Dark chocolate is full of antioxidants, which we well know are vital for fighting cancer-causing free radicals in the body. But according to researchers, they may also help reduce heart disease among men.
As reported by Today Health, researchers from Sweden published a new study in the journal Neurology, linking consumption of chocolate to the reduction of stroke among men.
Participants included about 37,000 men between the ages of 49 and 75. Researchers observed the men’s diets, chocolate consumption, and hospital visits for 10 years.
At the end of the study, researchers surveyed 4,260 of the men who had experienced a stroke, and found that those who ate more chocolate had a lower chance of stroke than those who did not.
Specifically, they found chocolate consumption to be most beneficial at up to one-third cup weekly. Researchers said those who ate additional chocolate saw a lowered risk of a stroke by up to 14 percent.
The study didn’t require the men to eat a specific type of chocolate, so participants were left with the freedom to choose what type of chocolate they wanted. As a result, Swedish researchers found that lowered risk of stroke among the men did not rest on the shoulders of dark chocolate.
The study’s author, Susanna Larsson of the Karolinska Institute in Stockholm, commented on the type of chocolate the men were eating. “About 90% of the chocolate intake in Sweden, including what was consumed during our study, is milk chocolate.” This is surprising as most studies on the topic focus on the benefits of dark chocolate.
Women shouldn’t shy away from chocolate either. A 2011 Swedish study found that consumption of chocolate among women reduced chances of a stroke by up to 20 percent.
The following are just a few more health benefits of eating chocolate.
1. One ounce of chocolate is filled with more antioxidants than a glass of red wine.
2. Antioxidants keep the heart and body healthy.
3. Dark chocolate is filled with flavonoids that protect skin from ultraviolet lights.
3. Chocolate helps thin the blood like aspirin, thus improving blood flow.

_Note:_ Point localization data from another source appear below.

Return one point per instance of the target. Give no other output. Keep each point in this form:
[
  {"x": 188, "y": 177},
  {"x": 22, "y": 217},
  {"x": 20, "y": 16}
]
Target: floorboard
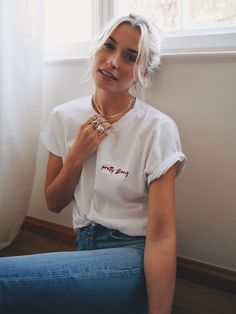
[{"x": 190, "y": 297}]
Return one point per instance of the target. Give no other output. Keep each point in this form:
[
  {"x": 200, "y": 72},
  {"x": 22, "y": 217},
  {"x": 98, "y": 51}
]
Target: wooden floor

4. Chocolate helps the body produce more serotonin and endorphins, which helps one’s emotional and mental state.
For men and women who have a sweet tooth, this new study couldn’t be better news. However, an over-indulgence may cause health problems for some. The new study is not advocating eating as much chocolate as you want. Instead, it is linking moderate chocolate consumption to the reduction of stroke. Remember, moderation is key and not all chocolate is created equal.